India’s hardest fall


BY giving Modi’s BJP a landslide victory, the Indian electorate has dealt its country a blow that might take a long time to recover from. The outcome of the polls has virtually buried India’s ideal of secularism and tightened the hold of crooks and the vulgar rich over the house of the people.
The main plank of the BJP’s election strategy was a pledge to complete India’s transformation into a Hindu state. By backing Modi, the voters have indicated that their belief in secularism was only skin-deep. They have given Modi licence to tyrannise the minorities, and settle the Kashmir issue through brute force and chicanery.
The only other plank in BJP’s electoral campaign was a threat to national security and belligerence towards Pakistan. Its triumph will put a strain on relations with all neighbours, especially Pakistan. Worse, it could increase the state’s amenability to pressure from the armed forces and lead to curtailment of basic freedoms and the rule of law.
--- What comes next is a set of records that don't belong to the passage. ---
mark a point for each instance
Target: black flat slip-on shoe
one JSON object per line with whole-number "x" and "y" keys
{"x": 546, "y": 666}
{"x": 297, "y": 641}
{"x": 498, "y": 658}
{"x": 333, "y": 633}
While the BJP’s victory is spectacular, no less sensational is the defeat of Congress and the rout of the Left parties. The CPI-M that had ruled West Bengal for many years lost to Mamata Banerjee’s Trinamool Congress in 2014 and has failed to win any Lok Sabha seat from that state this time. Both Congress and the Left Front failed to counter Modi’s rhetoric about national security and religious exclusiveness.